The diagnosis of LGD occurring in BE is plagued by high interobserver variability, even among gastrointestinal pathologists, and is a poorly defined entity.22, 23 Montgomery et al.24 reported that only 4 (15%) of 25 LGD cases progressed to EAC, with 60 months' median progression-free survival, whereas fully 20 (61%) of 33 HGD cases progressed to EAC, with 8 months' median progression-free survival. Data reviewed by the American College of Gastroenterology, including 783 BE patients followed for 2.9 to 7.3 years, showed that EAC developed in 2% of patients without dysplasia, 7% with LGD, and 22% with HGD.18 Furthermore, Skacel et al.22 reported that 16 (64%) of 25 patients with LGD at initial pathologic examination no longer demonstrated dysplasia on subsequent surveillance endoscopies, and a similar finding was reported by Conio et al.25 In the current study the frequency of SST hypermethylation was actually lower in LGD (63.2%) than in BE (70%); thus, LGD did not differ significantly from BE in terms of this biomarker. More research is needed to clarify the significance of LGD in EAC development.

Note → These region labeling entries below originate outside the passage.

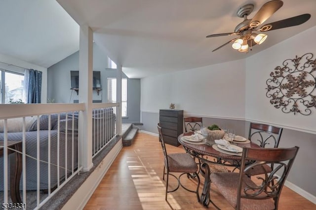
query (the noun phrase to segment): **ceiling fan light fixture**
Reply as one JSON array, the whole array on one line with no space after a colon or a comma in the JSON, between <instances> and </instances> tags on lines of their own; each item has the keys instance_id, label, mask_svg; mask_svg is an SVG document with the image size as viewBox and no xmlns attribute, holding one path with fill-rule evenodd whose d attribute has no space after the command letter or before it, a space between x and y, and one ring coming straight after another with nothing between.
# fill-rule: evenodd
<instances>
[{"instance_id":1,"label":"ceiling fan light fixture","mask_svg":"<svg viewBox=\"0 0 316 210\"><path fill-rule=\"evenodd\" d=\"M240 49L238 49L238 51L240 52L248 52L248 47L249 46L247 43L247 40L244 39L242 45L241 45L241 47L240 47Z\"/></svg>"},{"instance_id":2,"label":"ceiling fan light fixture","mask_svg":"<svg viewBox=\"0 0 316 210\"><path fill-rule=\"evenodd\" d=\"M253 37L253 40L258 44L261 44L268 37L268 35L264 34L259 34L257 35L255 33L253 33L251 35L251 37Z\"/></svg>"},{"instance_id":3,"label":"ceiling fan light fixture","mask_svg":"<svg viewBox=\"0 0 316 210\"><path fill-rule=\"evenodd\" d=\"M243 40L241 38L236 39L232 45L232 47L235 50L239 50L241 48L241 44L243 42Z\"/></svg>"}]
</instances>

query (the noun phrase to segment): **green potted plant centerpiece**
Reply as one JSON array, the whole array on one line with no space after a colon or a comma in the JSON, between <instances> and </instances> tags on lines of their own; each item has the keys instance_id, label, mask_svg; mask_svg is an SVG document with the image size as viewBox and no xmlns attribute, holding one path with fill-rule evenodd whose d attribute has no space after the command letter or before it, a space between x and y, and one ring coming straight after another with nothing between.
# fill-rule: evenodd
<instances>
[{"instance_id":1,"label":"green potted plant centerpiece","mask_svg":"<svg viewBox=\"0 0 316 210\"><path fill-rule=\"evenodd\" d=\"M213 124L210 126L207 127L207 140L209 140L214 141L215 140L220 140L223 139L225 135L224 130L221 130L216 124Z\"/></svg>"}]
</instances>

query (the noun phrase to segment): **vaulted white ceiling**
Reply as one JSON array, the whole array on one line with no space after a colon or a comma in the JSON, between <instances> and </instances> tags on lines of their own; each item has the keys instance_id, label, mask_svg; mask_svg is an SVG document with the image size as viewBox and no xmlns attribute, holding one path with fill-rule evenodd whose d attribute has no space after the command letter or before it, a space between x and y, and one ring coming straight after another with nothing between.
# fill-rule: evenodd
<instances>
[{"instance_id":1,"label":"vaulted white ceiling","mask_svg":"<svg viewBox=\"0 0 316 210\"><path fill-rule=\"evenodd\" d=\"M5 8L1 5L4 1ZM231 44L212 52L236 36L206 35L233 32L243 20L236 14L239 7L254 4L248 16L251 19L268 0L57 1L79 25L92 29L95 43L120 63L130 78L243 59L316 25L316 0L284 0L283 6L265 24L304 13L312 17L299 26L266 32L266 41L248 53L238 52ZM5 27L2 27L0 53L48 67L78 50L78 26L52 0L1 1L0 24Z\"/></svg>"},{"instance_id":2,"label":"vaulted white ceiling","mask_svg":"<svg viewBox=\"0 0 316 210\"><path fill-rule=\"evenodd\" d=\"M79 50L79 26L55 0L0 1L0 54L48 68Z\"/></svg>"}]
</instances>

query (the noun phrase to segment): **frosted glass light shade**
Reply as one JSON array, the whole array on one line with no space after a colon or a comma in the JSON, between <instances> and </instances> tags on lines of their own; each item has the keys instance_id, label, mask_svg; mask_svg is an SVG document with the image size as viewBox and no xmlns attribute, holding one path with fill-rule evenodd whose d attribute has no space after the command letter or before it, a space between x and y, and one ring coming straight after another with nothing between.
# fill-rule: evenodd
<instances>
[{"instance_id":1,"label":"frosted glass light shade","mask_svg":"<svg viewBox=\"0 0 316 210\"><path fill-rule=\"evenodd\" d=\"M253 39L255 41L255 42L257 43L258 44L261 44L265 41L265 40L268 37L268 35L264 34L259 34L255 37Z\"/></svg>"},{"instance_id":2,"label":"frosted glass light shade","mask_svg":"<svg viewBox=\"0 0 316 210\"><path fill-rule=\"evenodd\" d=\"M235 50L239 50L241 48L241 44L243 41L241 38L238 38L235 40L232 45L232 47Z\"/></svg>"},{"instance_id":3,"label":"frosted glass light shade","mask_svg":"<svg viewBox=\"0 0 316 210\"><path fill-rule=\"evenodd\" d=\"M238 51L241 52L247 52L248 47L248 44L246 43L246 44L243 44L242 45L241 45L241 47L240 48L240 49L238 50Z\"/></svg>"}]
</instances>

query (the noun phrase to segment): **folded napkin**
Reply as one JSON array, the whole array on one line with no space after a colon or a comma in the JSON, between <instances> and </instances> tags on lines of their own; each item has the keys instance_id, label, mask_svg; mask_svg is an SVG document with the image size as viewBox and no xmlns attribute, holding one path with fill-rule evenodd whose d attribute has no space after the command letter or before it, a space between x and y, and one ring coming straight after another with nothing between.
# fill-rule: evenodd
<instances>
[{"instance_id":1,"label":"folded napkin","mask_svg":"<svg viewBox=\"0 0 316 210\"><path fill-rule=\"evenodd\" d=\"M185 139L189 140L197 141L204 139L203 136L199 134L195 134L191 136L185 136Z\"/></svg>"},{"instance_id":2,"label":"folded napkin","mask_svg":"<svg viewBox=\"0 0 316 210\"><path fill-rule=\"evenodd\" d=\"M217 144L221 145L222 146L228 146L230 144L229 141L225 140L220 139L218 140L215 140L215 143L217 143Z\"/></svg>"},{"instance_id":3,"label":"folded napkin","mask_svg":"<svg viewBox=\"0 0 316 210\"><path fill-rule=\"evenodd\" d=\"M221 146L224 146L226 149L227 149L227 150L231 152L239 152L239 150L238 150L237 148L235 147L235 146L237 147L237 146L231 144L229 141L228 141L227 140L221 139L218 140L215 140L215 143L217 143L217 144L219 144Z\"/></svg>"}]
</instances>

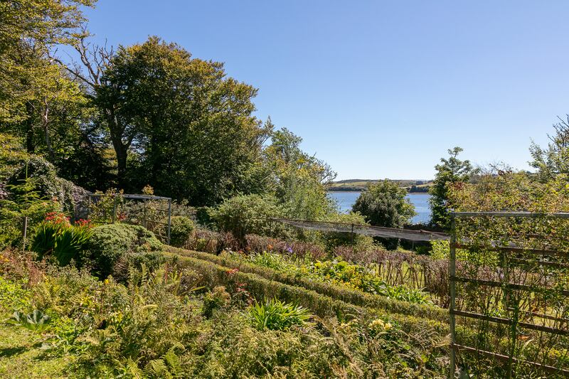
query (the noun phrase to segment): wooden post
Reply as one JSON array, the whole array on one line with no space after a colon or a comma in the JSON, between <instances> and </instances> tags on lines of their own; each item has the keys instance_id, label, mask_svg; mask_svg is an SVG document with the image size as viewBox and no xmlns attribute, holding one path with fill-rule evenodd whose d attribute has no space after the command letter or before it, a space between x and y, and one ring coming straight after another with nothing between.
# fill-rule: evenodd
<instances>
[{"instance_id":1,"label":"wooden post","mask_svg":"<svg viewBox=\"0 0 569 379\"><path fill-rule=\"evenodd\" d=\"M28 217L23 218L23 243L22 245L22 252L26 252L26 239L28 236Z\"/></svg>"},{"instance_id":2,"label":"wooden post","mask_svg":"<svg viewBox=\"0 0 569 379\"><path fill-rule=\"evenodd\" d=\"M168 245L170 245L170 223L172 215L172 199L168 199Z\"/></svg>"},{"instance_id":3,"label":"wooden post","mask_svg":"<svg viewBox=\"0 0 569 379\"><path fill-rule=\"evenodd\" d=\"M456 236L456 220L454 215L451 215L450 221L450 256L449 257L449 287L450 292L450 372L449 373L449 378L453 379L454 378L454 372L457 369L456 362L456 336L454 333L455 319L454 319L454 307L455 307L455 298L456 298L456 288L454 282L454 275L456 274L457 266L457 252L456 245L457 236Z\"/></svg>"},{"instance_id":4,"label":"wooden post","mask_svg":"<svg viewBox=\"0 0 569 379\"><path fill-rule=\"evenodd\" d=\"M142 224L144 225L144 228L147 228L147 199L144 199L144 210L142 213L143 215L142 217L144 218L142 220Z\"/></svg>"},{"instance_id":5,"label":"wooden post","mask_svg":"<svg viewBox=\"0 0 569 379\"><path fill-rule=\"evenodd\" d=\"M117 220L117 195L112 197L112 223Z\"/></svg>"}]
</instances>

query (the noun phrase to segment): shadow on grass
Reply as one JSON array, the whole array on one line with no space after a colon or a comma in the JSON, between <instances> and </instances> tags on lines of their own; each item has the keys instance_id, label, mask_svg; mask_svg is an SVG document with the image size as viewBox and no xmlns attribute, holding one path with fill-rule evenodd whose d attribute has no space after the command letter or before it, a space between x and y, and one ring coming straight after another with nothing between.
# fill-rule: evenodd
<instances>
[{"instance_id":1,"label":"shadow on grass","mask_svg":"<svg viewBox=\"0 0 569 379\"><path fill-rule=\"evenodd\" d=\"M14 356L21 354L24 351L29 350L27 346L16 346L14 348L0 348L0 358L9 358Z\"/></svg>"}]
</instances>

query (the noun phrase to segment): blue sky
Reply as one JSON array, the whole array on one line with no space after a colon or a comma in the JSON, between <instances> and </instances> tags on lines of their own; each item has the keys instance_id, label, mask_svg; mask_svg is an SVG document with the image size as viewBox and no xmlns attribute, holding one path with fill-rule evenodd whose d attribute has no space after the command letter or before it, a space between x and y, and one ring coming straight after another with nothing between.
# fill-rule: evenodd
<instances>
[{"instance_id":1,"label":"blue sky","mask_svg":"<svg viewBox=\"0 0 569 379\"><path fill-rule=\"evenodd\" d=\"M447 149L527 169L569 113L569 1L112 1L97 42L176 42L259 88L338 178L430 178Z\"/></svg>"}]
</instances>

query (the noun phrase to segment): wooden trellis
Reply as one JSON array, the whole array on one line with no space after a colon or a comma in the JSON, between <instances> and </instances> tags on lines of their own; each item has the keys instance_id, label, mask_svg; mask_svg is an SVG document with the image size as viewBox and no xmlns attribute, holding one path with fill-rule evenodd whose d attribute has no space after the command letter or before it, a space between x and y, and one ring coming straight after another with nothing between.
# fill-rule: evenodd
<instances>
[{"instance_id":1,"label":"wooden trellis","mask_svg":"<svg viewBox=\"0 0 569 379\"><path fill-rule=\"evenodd\" d=\"M501 361L506 378L532 370L569 376L569 252L555 248L566 247L566 241L555 243L548 234L558 232L569 213L457 212L451 217L450 377L459 365L482 360ZM511 231L532 223L543 227L494 235L485 243L476 240L475 231L484 224L472 229L474 238L457 233L457 223L496 220L511 223ZM560 235L569 238L565 233L555 238ZM457 250L466 255L464 262Z\"/></svg>"}]
</instances>

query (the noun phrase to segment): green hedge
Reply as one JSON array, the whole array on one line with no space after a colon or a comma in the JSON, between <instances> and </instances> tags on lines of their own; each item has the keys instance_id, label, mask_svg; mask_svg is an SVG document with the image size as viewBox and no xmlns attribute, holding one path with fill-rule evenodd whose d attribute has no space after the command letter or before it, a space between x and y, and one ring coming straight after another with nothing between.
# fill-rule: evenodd
<instances>
[{"instance_id":1,"label":"green hedge","mask_svg":"<svg viewBox=\"0 0 569 379\"><path fill-rule=\"evenodd\" d=\"M383 316L397 323L400 328L407 333L419 332L425 329L433 330L441 336L449 333L447 323L415 316L391 313L385 309L359 306L332 299L312 289L286 284L256 274L242 271L234 272L230 267L212 262L175 253L164 252L164 255L169 259L170 263L180 267L191 268L201 273L207 287L223 285L232 288L237 283L244 283L245 289L255 299L262 299L276 297L282 301L298 303L309 308L321 317L337 316L344 319L356 315Z\"/></svg>"},{"instance_id":2,"label":"green hedge","mask_svg":"<svg viewBox=\"0 0 569 379\"><path fill-rule=\"evenodd\" d=\"M356 306L376 308L389 313L415 316L445 323L447 323L449 320L448 311L437 306L416 304L389 299L383 296L366 294L361 291L350 289L330 283L313 281L304 277L276 271L269 267L263 267L252 263L232 260L226 257L213 255L206 252L176 249L171 247L168 247L167 250L181 255L207 260L230 269L237 269L243 272L256 274L267 279L276 280L292 286L301 286L319 294L338 299L342 301Z\"/></svg>"}]
</instances>

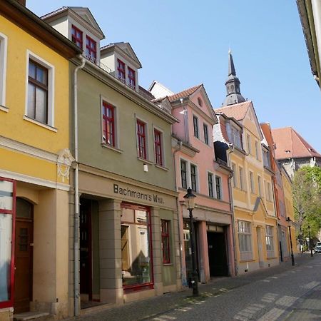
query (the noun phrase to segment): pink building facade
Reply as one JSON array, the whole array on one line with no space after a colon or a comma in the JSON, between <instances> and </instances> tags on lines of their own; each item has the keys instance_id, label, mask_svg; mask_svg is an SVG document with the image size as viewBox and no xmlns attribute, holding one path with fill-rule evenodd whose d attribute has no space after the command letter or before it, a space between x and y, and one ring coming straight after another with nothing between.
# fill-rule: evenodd
<instances>
[{"instance_id":1,"label":"pink building facade","mask_svg":"<svg viewBox=\"0 0 321 321\"><path fill-rule=\"evenodd\" d=\"M154 90L156 86L157 83ZM207 282L212 277L234 275L231 170L215 158L212 133L216 116L203 85L166 93L164 99L170 102L173 116L180 121L173 126L172 146L179 193L183 283L192 271L189 213L183 198L188 188L196 195L193 216L198 280Z\"/></svg>"}]
</instances>

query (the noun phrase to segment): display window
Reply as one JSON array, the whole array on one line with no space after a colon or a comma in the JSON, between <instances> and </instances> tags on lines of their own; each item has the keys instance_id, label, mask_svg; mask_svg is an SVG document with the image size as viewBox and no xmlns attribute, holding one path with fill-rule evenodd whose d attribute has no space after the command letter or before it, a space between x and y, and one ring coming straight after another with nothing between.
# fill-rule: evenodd
<instances>
[{"instance_id":1,"label":"display window","mask_svg":"<svg viewBox=\"0 0 321 321\"><path fill-rule=\"evenodd\" d=\"M0 307L13 306L16 184L0 178Z\"/></svg>"},{"instance_id":2,"label":"display window","mask_svg":"<svg viewBox=\"0 0 321 321\"><path fill-rule=\"evenodd\" d=\"M121 208L121 270L124 290L153 288L150 210L127 203L122 203Z\"/></svg>"}]
</instances>

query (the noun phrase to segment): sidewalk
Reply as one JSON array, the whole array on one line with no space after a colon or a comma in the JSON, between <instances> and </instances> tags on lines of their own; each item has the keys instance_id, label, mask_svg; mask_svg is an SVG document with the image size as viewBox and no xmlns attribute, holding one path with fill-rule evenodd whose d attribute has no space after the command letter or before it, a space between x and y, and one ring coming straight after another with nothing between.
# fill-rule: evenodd
<instances>
[{"instance_id":1,"label":"sidewalk","mask_svg":"<svg viewBox=\"0 0 321 321\"><path fill-rule=\"evenodd\" d=\"M300 253L295 257L295 266L308 263L311 260L313 260L313 258L310 257L310 253ZM232 289L294 268L291 265L291 260L289 260L272 268L248 272L234 277L214 278L210 283L200 284L200 296L197 297L192 297L191 289L184 288L178 292L166 293L141 301L126 303L121 306L101 305L94 308L83 309L81 310L81 315L69 318L68 320L133 321L149 320L173 309L188 307L195 302L205 300L208 297L222 295Z\"/></svg>"}]
</instances>

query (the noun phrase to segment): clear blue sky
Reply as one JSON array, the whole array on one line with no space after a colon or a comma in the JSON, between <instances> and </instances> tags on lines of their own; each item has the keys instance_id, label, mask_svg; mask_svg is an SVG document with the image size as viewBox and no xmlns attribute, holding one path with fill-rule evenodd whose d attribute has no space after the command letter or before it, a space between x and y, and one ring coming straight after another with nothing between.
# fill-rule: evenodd
<instances>
[{"instance_id":1,"label":"clear blue sky","mask_svg":"<svg viewBox=\"0 0 321 321\"><path fill-rule=\"evenodd\" d=\"M39 16L88 6L106 39L128 41L140 85L174 92L203 83L214 108L225 96L231 48L245 98L260 122L292 126L321 153L321 96L310 71L295 0L26 0Z\"/></svg>"}]
</instances>

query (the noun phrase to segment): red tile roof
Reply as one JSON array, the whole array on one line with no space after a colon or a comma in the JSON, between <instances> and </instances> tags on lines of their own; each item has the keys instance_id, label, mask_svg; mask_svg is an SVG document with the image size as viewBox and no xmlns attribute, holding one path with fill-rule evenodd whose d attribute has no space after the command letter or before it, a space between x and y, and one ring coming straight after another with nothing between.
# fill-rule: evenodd
<instances>
[{"instance_id":1,"label":"red tile roof","mask_svg":"<svg viewBox=\"0 0 321 321\"><path fill-rule=\"evenodd\" d=\"M321 155L292 127L272 129L272 136L276 146L276 159L321 158Z\"/></svg>"},{"instance_id":2,"label":"red tile roof","mask_svg":"<svg viewBox=\"0 0 321 321\"><path fill-rule=\"evenodd\" d=\"M181 98L188 97L192 93L194 93L196 90L198 89L202 85L195 86L194 87L189 88L188 89L185 89L185 91L174 93L174 95L169 96L168 99L170 100L170 101L174 101Z\"/></svg>"},{"instance_id":3,"label":"red tile roof","mask_svg":"<svg viewBox=\"0 0 321 321\"><path fill-rule=\"evenodd\" d=\"M225 113L228 117L233 117L237 121L243 121L252 101L229 105L215 110L215 113Z\"/></svg>"}]
</instances>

In this study, reversion of methylation and restoration of SST expression were induced in both KYSE220 and OE33 esophageal cancer cells by 5-Aza-dC treatment. Restoration of SST mRNA expression due to 5-Aza-dC treatment is consistent with the interpretation that DNA hypermethylation silenced the SST gene. The involvement of CpG island hypermethylation in silencing of the SST gene is also supported by observations that SST mRNA levels in EACs with unmethylated SST promoters were significantly higher than those in EACs with methylated SST promoters.
The current study indicates that hypermethylation of the SST promoter, leading to gene silencing, is a common event in human esophageal carcinomas and occurs early in Barrett-associated esophageal adenocarcinogenesis. These results provide a basis for further research on SST as a potential biomarker for the early diagnosis, classification, stratification, and prognostication of esophageal cancers.
We thank Drs. Yutaka Shimada and David Beer for their generous gifts of cell lines.